In addition to Weibo, there is also WeChat
Please pay attention
WeChat public account
Shulou
2025-03-26 Update From: SLTechnology News&Howtos shulou NAV: SLTechnology News&Howtos > Development >
Share
Shulou(Shulou.com)06/03 Report--
This article mainly explains "some common problems and solutions when using Spark". The content of the explanation is simple and clear, and it is easy to learn and understand. Please follow the editor's train of thought to study and learn "some common problems and solutions when using Spark".
1. First of all, let's talk about one of the most commonly used commands for error checking after the spark task is run, which is to down the task run log.
There is an error in the program, down the log down to see the specific reason! down log command: yarn logs-applicationId app_id
2. 9 problems of Spark performance optimization and their solutions.
Several key points to be paid attention to in Spark program optimization-- the most important ones are data serialization and memory optimization
The number of problem 1:reduce task is not appropriate
Solution: the default configuration needs to be adjusted according to the actual situation, and the adjustment method is to modify the parameter spark.default.parallelism. Typically, the number of reduce is set to 2 to 3 times the number of core. The number is too large, resulting in a lot of small tasks, increasing the cost of starting tasks; the number is too small, the task runs slowly.
The problem 2:shuffle disk IO time is long
Solution: set spark.local.dir to multiple disks, and set disks to IO fast disks, and optimize shuffle performance by adding IO
Problem 3:map | large number of reduce, resulting in a large number of small shuffle files
Solution: the default number of shuffle files is map tasks * reduce tasks.

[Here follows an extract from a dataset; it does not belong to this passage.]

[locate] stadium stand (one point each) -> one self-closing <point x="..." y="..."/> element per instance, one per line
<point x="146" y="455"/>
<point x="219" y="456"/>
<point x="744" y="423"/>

Merge shuffle intermediate files by setting spark.shuffle.consolidateFiles to true, and the number of files is the number of reduce tasks
Problem 4: long serialization time and large result
Solution: Spark defaults to. Use JDK. The built-in ObjectOutputStream, which produces a large result and a long CPU processing time, can be set to org.apache.spark.serializer.KryoSerializer by setting spark.serializer. In addition, if the result is already large, you can use the broadcast variable
Question 5: single record consumes a lot
Solution: replacing map,mapPartition with mapPartition is calculated for each Partition, while map is calculated for each record in partition
The problem 6:collect is slow to output a large number of results.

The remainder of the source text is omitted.